Timi, el perrito French Poodle, salió tras ellos. Era más de la
media noche. Elisa regresó después de algunos minutos. Continuamos cantando y
charlando. Tuve deseos de ir al baño. Jamir no estaba en la cocina. Pasé de
largo hasta la habitación del fondo. La puerta estaba entornada y miré desde
afuera; era posible que se hubiera dormido. Lo vi entre una luz azulosa que se
regaba desde la mesita de noche, estaba sentado en el borde de la cama. Tenía
la bragueta abierta y el pene por fuera, erecto. Con la mano izquierda, Jamir
se sostenía el falo y con la derecha le acariciaba la cabeza a Timi, que
mordisqueaba y lamía el sexo enrojecido.

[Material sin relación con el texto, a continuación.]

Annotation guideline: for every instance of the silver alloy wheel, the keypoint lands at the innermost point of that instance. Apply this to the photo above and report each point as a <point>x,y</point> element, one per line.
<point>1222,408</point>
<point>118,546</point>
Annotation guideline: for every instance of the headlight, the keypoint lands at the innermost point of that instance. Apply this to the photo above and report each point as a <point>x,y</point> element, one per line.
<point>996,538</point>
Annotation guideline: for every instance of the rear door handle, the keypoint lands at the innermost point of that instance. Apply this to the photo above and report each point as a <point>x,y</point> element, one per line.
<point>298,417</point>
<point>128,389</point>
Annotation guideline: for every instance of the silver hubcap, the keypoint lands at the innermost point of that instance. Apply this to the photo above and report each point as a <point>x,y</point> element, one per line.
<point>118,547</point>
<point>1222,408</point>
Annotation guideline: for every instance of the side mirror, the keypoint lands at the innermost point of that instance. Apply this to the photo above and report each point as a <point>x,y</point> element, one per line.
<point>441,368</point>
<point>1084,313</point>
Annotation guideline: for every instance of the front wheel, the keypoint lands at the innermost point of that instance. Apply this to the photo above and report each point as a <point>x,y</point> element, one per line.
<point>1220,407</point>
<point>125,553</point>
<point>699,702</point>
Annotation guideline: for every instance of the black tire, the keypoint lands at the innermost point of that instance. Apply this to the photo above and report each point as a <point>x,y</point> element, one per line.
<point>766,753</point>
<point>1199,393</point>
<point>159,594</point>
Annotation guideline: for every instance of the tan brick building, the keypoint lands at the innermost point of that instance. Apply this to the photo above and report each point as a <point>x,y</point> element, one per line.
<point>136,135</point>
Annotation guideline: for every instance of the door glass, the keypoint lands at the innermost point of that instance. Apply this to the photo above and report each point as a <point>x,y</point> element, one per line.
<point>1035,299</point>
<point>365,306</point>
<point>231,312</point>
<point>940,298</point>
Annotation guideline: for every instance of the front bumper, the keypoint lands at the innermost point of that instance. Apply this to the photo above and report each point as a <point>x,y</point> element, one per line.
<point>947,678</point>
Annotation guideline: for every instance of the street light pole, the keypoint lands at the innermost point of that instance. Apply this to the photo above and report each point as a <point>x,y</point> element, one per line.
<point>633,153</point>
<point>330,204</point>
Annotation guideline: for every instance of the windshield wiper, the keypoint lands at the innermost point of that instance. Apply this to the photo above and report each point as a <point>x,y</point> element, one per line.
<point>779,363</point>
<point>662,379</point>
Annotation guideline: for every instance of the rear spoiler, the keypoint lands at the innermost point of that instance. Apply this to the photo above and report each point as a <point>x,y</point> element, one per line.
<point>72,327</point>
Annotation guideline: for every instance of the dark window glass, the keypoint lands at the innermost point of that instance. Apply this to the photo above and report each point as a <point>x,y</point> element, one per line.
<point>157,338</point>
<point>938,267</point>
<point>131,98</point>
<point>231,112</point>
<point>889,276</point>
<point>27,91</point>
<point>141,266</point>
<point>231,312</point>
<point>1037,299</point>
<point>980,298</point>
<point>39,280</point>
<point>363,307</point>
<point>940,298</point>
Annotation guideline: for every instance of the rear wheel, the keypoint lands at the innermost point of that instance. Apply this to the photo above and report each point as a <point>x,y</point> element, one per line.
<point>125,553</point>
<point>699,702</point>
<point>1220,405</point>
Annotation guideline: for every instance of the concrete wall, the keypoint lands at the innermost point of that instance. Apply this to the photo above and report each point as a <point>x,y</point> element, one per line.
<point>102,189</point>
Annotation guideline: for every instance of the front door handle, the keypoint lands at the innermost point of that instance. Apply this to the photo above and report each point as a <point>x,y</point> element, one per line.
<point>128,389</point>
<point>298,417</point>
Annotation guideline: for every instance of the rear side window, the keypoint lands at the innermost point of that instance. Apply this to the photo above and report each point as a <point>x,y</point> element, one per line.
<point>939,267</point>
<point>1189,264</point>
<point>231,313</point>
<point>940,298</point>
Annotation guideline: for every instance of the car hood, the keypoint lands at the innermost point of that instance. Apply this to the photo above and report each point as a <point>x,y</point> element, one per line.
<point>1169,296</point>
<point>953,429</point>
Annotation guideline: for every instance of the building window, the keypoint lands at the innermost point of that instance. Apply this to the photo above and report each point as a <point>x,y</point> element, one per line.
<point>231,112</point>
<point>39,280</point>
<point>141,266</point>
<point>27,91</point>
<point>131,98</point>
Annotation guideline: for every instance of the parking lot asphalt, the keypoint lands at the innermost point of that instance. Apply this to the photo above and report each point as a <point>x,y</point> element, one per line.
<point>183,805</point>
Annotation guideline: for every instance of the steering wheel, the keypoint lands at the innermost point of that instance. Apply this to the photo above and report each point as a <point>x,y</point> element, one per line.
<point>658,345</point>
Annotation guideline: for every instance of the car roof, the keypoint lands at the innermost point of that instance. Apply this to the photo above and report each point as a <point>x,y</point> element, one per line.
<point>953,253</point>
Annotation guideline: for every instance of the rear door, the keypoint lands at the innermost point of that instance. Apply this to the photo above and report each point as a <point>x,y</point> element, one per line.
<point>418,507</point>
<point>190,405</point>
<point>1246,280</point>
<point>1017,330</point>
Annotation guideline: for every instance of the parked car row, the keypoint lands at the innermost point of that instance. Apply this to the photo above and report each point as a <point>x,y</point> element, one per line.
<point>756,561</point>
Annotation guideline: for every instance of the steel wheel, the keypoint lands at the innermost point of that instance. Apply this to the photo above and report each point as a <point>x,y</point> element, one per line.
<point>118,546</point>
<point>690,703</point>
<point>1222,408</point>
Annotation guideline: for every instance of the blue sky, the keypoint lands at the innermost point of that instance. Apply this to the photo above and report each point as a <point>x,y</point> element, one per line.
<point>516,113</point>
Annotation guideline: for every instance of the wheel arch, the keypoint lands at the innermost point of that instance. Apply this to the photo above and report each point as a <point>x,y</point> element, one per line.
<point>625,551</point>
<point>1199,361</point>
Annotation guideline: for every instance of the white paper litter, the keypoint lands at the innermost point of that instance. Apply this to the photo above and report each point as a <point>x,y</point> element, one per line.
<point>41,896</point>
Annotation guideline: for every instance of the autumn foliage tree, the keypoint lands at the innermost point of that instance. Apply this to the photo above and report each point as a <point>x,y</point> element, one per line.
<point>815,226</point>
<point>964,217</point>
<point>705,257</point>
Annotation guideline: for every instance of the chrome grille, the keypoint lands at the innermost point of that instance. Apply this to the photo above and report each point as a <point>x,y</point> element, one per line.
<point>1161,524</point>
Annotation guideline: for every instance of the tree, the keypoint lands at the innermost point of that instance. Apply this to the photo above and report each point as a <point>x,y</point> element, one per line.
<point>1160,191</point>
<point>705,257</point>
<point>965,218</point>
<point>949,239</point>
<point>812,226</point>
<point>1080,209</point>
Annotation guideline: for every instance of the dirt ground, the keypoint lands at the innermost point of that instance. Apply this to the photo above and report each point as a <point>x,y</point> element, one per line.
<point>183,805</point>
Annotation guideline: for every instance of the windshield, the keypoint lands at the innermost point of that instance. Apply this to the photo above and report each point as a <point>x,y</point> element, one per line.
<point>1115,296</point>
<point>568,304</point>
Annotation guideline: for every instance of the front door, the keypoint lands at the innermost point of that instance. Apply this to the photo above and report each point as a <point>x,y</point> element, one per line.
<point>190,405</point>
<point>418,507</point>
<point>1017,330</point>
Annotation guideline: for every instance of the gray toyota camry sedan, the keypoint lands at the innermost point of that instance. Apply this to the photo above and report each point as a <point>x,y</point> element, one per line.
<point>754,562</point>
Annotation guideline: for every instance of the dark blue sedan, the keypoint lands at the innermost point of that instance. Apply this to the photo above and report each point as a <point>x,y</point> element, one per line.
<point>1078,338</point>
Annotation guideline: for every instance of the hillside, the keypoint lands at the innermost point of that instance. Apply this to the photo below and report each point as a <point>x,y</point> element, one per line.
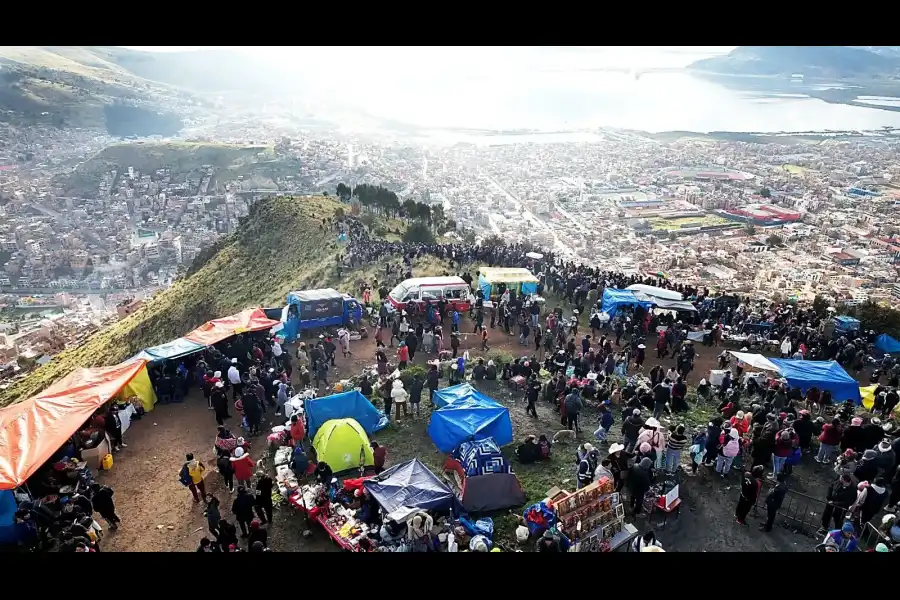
<point>146,157</point>
<point>280,247</point>
<point>841,62</point>
<point>73,86</point>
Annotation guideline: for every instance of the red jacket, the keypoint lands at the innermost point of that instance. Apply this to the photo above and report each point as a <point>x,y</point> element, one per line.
<point>243,468</point>
<point>830,435</point>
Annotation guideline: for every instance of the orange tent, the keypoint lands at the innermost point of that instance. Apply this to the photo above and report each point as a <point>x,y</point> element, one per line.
<point>212,332</point>
<point>33,430</point>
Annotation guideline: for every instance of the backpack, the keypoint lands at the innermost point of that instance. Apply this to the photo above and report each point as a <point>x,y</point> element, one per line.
<point>184,476</point>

Jamir tenía una expresión triste y
parecía cumplir un designio. Timi aullaba quedamente, como si sintiese un
orgasmo; pero no dejaba de morder el pene; lo olía y lo lamía. Volvía a
mordisquearlo sin hacerle daño. Los ojos del animal tenían un brillo
luciferino; el perro parecía inquieto; la mano de Jamir en el lomo, lo
tranquilizaba.
Regresé al salón y dije que dormía. Los muchachos habían formado
parejas y hablaban en voz baja. Yo me senté en un extremo para no
interrumpirlos. Mientras tanto, leí algunas cartas de Jaime Jaramillo Escobar,
X504. No pude apartar de mi mente el perrito de Monsieur. Intentaba recordar lo
que Jamir había dicho del animal. De pronto, escuché los pasos menudos y
rápidos de Timi. Jamir también apareció por el corredor, traía una taza en la
mano. Dijo: café con leche e hizo un gesto de vértigo, como si fuera a vomitar
encima de nosotros. Lis le reprochó la vulgaridad, pero no obtuvo respuesta
porque en ese instante Jamir cayó bocabajo al piso y empezó a convulsionar. Sus
manos se crisparon, un sudor lunático palidecía su rostro, estaba descompuesto.

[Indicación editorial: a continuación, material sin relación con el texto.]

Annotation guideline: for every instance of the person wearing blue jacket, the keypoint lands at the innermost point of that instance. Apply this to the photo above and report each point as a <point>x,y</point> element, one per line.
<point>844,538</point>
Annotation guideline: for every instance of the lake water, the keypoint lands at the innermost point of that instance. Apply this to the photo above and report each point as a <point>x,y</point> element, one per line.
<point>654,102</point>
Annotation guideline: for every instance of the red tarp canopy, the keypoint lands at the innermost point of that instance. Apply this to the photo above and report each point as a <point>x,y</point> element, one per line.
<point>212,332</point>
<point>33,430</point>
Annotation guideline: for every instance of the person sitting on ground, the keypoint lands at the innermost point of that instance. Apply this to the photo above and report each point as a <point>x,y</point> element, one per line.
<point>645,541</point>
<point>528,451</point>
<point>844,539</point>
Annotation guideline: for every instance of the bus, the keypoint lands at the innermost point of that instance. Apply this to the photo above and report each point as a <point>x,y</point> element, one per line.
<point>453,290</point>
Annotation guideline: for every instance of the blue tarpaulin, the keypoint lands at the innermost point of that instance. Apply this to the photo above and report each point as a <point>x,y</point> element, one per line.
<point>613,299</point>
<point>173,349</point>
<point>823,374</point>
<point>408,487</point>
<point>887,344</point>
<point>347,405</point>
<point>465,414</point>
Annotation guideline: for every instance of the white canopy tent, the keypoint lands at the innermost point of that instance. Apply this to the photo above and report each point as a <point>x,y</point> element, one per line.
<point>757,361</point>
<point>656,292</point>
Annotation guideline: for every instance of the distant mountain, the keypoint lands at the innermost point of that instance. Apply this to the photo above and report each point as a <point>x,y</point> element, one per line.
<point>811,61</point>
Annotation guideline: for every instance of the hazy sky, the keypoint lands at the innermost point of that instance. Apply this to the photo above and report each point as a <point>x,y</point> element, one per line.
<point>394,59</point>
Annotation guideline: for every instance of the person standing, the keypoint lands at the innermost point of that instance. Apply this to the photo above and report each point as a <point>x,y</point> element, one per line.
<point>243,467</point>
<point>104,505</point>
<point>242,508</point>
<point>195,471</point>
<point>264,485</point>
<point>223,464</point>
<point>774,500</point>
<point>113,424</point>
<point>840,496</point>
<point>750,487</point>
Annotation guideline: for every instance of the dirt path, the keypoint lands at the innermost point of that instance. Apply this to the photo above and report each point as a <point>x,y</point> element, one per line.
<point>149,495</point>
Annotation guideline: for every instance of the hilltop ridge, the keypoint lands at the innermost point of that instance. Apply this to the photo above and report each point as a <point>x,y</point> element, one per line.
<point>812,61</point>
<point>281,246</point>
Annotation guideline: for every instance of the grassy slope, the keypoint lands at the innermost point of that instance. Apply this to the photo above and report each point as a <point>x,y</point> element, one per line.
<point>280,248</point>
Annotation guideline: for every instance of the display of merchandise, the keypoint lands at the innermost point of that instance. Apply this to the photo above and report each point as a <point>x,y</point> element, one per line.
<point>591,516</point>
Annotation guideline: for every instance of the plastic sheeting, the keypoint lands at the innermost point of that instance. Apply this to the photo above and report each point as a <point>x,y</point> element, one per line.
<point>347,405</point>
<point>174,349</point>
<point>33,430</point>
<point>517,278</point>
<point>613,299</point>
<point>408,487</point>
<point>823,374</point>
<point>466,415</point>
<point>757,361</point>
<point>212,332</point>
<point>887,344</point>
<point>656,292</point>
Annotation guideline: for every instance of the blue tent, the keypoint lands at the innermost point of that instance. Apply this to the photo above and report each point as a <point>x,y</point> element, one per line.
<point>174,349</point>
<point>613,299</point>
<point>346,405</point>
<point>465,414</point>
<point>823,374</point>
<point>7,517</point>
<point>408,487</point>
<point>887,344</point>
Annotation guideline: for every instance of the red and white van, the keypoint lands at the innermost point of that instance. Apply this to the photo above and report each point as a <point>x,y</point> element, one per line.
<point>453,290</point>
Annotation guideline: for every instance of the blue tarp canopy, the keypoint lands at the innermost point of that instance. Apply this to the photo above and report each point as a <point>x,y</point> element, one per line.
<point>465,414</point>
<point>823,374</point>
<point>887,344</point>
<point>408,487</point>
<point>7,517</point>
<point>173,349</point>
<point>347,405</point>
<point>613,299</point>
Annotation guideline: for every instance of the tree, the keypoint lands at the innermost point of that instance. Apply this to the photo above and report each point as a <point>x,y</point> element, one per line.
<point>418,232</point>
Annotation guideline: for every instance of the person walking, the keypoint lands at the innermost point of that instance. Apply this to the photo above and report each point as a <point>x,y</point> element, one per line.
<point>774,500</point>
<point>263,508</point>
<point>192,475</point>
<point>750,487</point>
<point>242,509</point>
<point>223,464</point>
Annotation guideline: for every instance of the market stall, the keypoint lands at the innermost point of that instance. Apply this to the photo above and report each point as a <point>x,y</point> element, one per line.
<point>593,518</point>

Todo fue tan rápido. La imagen del frasquito se hinchó en mi recuerdo y luego
estalló como un balazo:
—¡Ay jueputa!, ¡se mató! —alcancé a oírme.
Nos acercamos para ayudarlo. Recordé que alguna vez le rocié
veneno al perro de la casa para matarle las pulgas y lo intoxiqué. Mi madre le
dio de beber aceite y logró salvarlo. Pedí que trajeran aceite de la cocina. Le
ingerí la mitad del contenido del frasco a Jamir. Lis daba gritos e iba de un
lugar a otro. Estaba muy asustada. La lluvia arreciaba y un relámpago iluminó
la pequeña botella vacía en el cuello de Jamir. El aceite no surtía efecto. Le
metí los dedos índice y anular en la boca para que vomitara. Sus ojos buscaban
a Lis y luego se abrían abisales ante mi rostro como para que yo pudiera entrar
a ese vacío. Alguien había pedido un taxi. Cuando llegamos a las primeras luces
de la cuidad, el chofer aumentó la velocidad y hacía sonar el pito para poder
saltarse los cruces donde debía marcar parada. A esa hora, bajo tanta agua, con
Jamir entre mis brazos, ese pito se me clavaba como un puñal. No tuve voz para
decirle al chofer que ya podíamos ir sin prisa.